Quentin Tarantino has reportedly scrapped what was supposed to be his tenth and final feature film, The Movie Critic, deep into pre-production.
This decision is one in a long line of cancelled or unproduced projects left by the Hollywood wayside. For every film that makes it to our screens, hundreds if not thousands fail to make it – be it due to financial reasons, personal differences, or just the whims of the creatives involved.
The following list offers a snapshot of some of these “shadow” films – and a tantalising glimpse of what might have been.
1. Diablo Cody’s Barbie
The Barbie movie went through several iterations in the decade before its eventual release as Greta Gerwig’s billion-dollar 2023 behemoth. In a GQ article in 2023, Oscar-winning screenwriter Diablo Cody (Juno, Jennifer’s Body) discussed her time on the project, which she joined in 2014. She found it difficult trying to present a modern, feminist version of the character which was still identifiable as Barbie.
“I didn’t really have the freedom then to write something that was faithful to the iconography,” Cody explained. “They wanted a girl-boss feminist twist on Barbie, and I couldn’t figure it out because that’s not what Barbie is.”
Comedian Amy Schumer was cast as the lead, but left the project citing scheduling difficulties in 2017. Cody left the project the following year, having never completed a full draft of the script.
2. Steven Spielberg’s Night Skies
E.T. went on to become one of Spielberg’s biggest successes. Featureflash Photo Agency/Shutterstock
Night Skies was conceived shortly after the success of Close Encounters of the Third Kind (1977). In The Greatest Sci-Fi Movies Never Made (2001), author David Hughes explains that Night Skies was envisioned as a leaner and meaner film.

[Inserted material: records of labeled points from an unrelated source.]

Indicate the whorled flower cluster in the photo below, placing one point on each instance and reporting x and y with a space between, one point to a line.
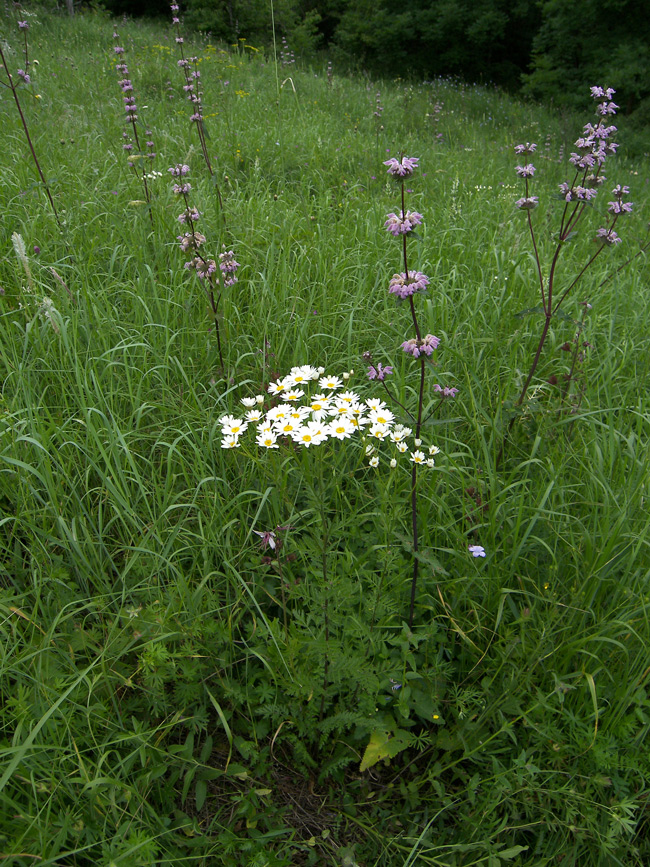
593 148
332 412
131 140
191 241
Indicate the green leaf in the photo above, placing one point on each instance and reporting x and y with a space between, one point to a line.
383 746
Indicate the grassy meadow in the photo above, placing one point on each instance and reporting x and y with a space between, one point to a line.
205 654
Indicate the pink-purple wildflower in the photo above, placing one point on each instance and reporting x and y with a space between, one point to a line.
403 224
403 285
402 167
380 373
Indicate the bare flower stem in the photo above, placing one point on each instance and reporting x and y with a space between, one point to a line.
14 91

The initial treatment centred on a family’s farmhouse that is being stalked by malevolent aliens. By 1980, special effects creator Rick Baker was hired by Spielberg to create the extra-terrestrials, but this partnership ended in acrimony.
While filming Raiders of the Lost Ark (1981), Spielberg found himself longing to go back to the “tranquillity” of Close Encounters. He entirely reconfigured the project, instead focusing on a kinder and gentler alien, encountered by a boy yearning for a friend.
E.T. the Extra-Terrestrial was released in 1983, and Night Skies was confined to history as a fascinating “what-if”.
3. Sofia Coppola’s Little Mermaid
In 2014, long before the release of Disney’s live-action remake of The Little Mermaid in 2023, Sofia Coppola was asked to direct a more faithful adaption of the Hans Christian Anderson fairy tale.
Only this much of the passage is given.